1) Robert Frost wrote “The Road Not Taken.”
I loved how the authors used this poem to illustrate that one observation is one observation and you can’t know what would have happened otherwise. Establishing apples-to-apples comparisons is the core challenge in measuring casual effect. It’s also a concept that I think most people should be more mindful of in daily life. For example, there are no real answers to questions like “Is Harvard better than Yale?” A Harvard student only experiences Harvard. Even if they transferred to Yale, they are still biased by having gone to Harvard. Econometrics is about finding ways to answer these questions – via running experiments or leveraging other randomness and assumptions.
2) RAND HIE (Health Insurance Experiment) and a subsequent Oregon study results suggest that insurance coverage increases use of health services but does not improve health.
I’m pretty sure I worked on this Oregon study during my freshman UROP. It’s really crazy that I know some key players in the national healthcare insurance arena. Reminder: healthcare is completely broken in America.
3) Estimated standard error of the sampling mean
Find you someone who can explain this correctly.
4) The building block of regression analysis is finding pairs of people and comparing them.
Again, the key is to find data points that are truly comparable. Regression (and ML) Python functions are abstracted so far away from the core concept that anyone can run a regression and have no idea what it’s actually doing.

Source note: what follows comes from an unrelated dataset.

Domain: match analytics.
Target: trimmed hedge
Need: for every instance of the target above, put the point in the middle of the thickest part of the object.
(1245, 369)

5) Omitted variable bias is the difference between short and long regression coefficients.
I had omitted OVB from my memory.
6) Using ln(Y) is useful because then you can interpret coefficients as a percentage change in Y.
Via calculus magic, this approximation works when the percentage change is small.

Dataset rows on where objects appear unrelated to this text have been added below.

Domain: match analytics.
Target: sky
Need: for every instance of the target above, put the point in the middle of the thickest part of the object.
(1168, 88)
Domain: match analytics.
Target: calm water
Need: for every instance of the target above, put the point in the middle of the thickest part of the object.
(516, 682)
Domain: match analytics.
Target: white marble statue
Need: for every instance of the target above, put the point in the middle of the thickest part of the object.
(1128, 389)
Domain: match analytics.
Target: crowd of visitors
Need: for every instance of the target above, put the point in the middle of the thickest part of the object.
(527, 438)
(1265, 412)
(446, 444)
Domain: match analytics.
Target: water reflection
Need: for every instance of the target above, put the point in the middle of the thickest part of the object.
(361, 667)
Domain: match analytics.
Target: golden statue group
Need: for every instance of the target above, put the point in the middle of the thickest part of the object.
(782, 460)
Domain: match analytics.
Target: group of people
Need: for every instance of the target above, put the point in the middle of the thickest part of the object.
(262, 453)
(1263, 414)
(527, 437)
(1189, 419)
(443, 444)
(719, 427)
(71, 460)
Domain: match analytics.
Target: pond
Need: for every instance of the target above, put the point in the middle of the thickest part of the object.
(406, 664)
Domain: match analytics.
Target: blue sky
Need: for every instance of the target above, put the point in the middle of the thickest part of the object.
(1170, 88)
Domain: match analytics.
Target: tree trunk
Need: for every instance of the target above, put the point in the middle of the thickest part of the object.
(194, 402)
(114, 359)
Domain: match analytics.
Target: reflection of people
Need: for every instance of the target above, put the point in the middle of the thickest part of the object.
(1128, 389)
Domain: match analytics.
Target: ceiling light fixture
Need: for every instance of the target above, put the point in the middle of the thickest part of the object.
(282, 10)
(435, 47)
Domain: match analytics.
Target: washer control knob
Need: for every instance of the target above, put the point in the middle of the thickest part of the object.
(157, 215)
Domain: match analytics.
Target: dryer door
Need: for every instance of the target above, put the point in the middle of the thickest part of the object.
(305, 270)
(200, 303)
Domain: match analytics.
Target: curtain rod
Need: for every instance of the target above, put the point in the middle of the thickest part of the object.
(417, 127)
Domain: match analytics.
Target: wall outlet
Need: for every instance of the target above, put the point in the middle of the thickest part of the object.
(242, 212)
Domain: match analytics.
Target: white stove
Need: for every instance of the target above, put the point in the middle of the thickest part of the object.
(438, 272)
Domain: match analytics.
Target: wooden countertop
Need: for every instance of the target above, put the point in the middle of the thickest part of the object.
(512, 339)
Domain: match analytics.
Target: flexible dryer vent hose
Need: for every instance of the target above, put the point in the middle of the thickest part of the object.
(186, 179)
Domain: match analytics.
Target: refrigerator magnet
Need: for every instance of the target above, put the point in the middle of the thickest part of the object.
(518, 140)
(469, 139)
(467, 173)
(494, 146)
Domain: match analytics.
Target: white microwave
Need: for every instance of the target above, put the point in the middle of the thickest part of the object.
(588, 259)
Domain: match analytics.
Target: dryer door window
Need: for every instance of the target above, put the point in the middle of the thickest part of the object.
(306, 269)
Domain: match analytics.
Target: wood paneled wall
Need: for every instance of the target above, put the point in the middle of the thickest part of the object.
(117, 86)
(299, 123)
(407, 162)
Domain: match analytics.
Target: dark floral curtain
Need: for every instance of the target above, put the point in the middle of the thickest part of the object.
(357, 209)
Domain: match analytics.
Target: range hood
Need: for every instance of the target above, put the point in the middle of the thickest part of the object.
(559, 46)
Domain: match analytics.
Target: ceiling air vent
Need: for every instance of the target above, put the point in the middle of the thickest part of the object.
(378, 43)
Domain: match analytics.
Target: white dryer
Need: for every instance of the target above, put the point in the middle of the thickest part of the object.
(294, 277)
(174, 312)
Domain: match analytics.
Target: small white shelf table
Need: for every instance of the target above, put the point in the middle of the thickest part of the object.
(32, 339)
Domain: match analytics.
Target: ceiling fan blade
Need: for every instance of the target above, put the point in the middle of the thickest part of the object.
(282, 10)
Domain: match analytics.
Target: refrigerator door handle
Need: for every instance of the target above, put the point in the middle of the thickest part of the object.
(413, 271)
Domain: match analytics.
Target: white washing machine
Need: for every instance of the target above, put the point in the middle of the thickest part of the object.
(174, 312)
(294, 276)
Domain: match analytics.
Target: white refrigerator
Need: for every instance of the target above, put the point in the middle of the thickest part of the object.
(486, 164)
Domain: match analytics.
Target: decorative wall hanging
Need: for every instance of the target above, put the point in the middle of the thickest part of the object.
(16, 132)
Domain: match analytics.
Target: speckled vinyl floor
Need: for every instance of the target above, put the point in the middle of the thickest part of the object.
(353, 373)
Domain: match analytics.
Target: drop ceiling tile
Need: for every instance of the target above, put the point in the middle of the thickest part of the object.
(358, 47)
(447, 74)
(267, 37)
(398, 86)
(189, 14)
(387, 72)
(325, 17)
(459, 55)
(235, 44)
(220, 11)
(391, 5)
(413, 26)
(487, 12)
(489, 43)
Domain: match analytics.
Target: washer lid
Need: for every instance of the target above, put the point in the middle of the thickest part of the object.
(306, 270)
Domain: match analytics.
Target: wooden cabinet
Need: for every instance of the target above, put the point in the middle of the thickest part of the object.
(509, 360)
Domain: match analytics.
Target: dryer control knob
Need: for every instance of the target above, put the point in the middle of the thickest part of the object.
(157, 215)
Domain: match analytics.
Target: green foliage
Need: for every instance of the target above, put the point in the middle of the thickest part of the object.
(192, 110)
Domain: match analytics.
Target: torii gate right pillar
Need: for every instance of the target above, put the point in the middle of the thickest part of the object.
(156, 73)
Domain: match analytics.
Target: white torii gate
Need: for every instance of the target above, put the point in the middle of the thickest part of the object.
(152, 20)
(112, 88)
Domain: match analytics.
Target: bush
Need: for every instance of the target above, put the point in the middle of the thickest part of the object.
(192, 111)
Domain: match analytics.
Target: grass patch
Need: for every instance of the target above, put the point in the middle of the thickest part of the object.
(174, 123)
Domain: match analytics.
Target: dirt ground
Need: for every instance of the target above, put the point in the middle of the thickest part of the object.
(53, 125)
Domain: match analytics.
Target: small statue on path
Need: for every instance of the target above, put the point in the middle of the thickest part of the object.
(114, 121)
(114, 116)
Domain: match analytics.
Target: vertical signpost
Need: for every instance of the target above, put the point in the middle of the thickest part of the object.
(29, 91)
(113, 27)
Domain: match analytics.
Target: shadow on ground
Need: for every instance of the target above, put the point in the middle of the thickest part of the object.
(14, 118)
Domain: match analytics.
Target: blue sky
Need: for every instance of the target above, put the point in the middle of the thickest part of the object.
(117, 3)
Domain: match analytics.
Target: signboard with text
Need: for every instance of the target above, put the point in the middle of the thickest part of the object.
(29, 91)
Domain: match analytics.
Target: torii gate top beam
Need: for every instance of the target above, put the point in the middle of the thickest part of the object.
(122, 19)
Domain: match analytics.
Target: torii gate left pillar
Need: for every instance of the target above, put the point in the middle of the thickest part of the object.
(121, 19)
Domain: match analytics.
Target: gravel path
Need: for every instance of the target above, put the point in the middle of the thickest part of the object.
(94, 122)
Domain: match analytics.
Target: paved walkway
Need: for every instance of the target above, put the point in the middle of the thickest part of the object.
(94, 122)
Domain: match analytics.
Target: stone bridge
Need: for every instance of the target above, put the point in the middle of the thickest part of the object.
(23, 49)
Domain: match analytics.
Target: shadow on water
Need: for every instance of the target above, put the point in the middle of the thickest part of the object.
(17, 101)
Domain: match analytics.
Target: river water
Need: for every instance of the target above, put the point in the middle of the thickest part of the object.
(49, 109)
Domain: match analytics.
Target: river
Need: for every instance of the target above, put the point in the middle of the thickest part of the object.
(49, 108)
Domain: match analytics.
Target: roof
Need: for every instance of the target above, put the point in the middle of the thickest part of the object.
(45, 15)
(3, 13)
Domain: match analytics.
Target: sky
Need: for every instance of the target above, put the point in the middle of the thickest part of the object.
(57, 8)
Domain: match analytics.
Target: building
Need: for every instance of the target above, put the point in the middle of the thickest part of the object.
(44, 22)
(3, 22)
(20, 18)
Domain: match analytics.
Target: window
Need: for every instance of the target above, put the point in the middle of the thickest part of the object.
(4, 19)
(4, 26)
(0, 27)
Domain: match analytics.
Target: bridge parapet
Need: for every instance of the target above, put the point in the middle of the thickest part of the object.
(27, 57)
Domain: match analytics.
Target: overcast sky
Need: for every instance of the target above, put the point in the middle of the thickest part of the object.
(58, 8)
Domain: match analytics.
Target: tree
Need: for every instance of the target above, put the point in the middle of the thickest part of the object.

7) KIPP (Knowledge is Power Program) is the largest network of charter schools in America.
I’ve never really paid much attention to the charter/public school debate, so this is the first time I’ve heard of KIPP.
8) Instrumental variable analysis requires 3 main assumptions.
First stage: instrumental variable affects the causal channel of interest; Independence assumption: instruments look randomly assigned; Exclusion restriction: a single causal channel connects the instrumental variable with the outcome
9) If there’s no effect in the reduced form, then the IV estimate is also 0.
This is because the effect is (A on C) / (A on B). If (A on C) is 0, then the effect is 0.
10) Errors in the measurement or reporting of independent variables lead to attenuation bias.
Errors bias the regression estimates toward 0.
These ten points don’t do the book justice, since the book really shines in its long explanations of econometric methodologies. It walks through examples and math in a clear way, without being overly technical or repetitive. Reading this book was like going to school again but having the professor explain every little detail so that you really get it. It was extra interesting because I could think of examples from work to match each topic. The standard at work is to run experiments, but the real challenge is usually in teasing out effects when there is no experiment or when the experiment is wrong. For example, if I only see an effect on iOS, is that because of a specific OS version? This type of question maps to instrumental variable analysis. Even though I’m not calculating estimates with standard errors, the goal is similar: find an apples-to-apples comparison and determine whether there is a real difference.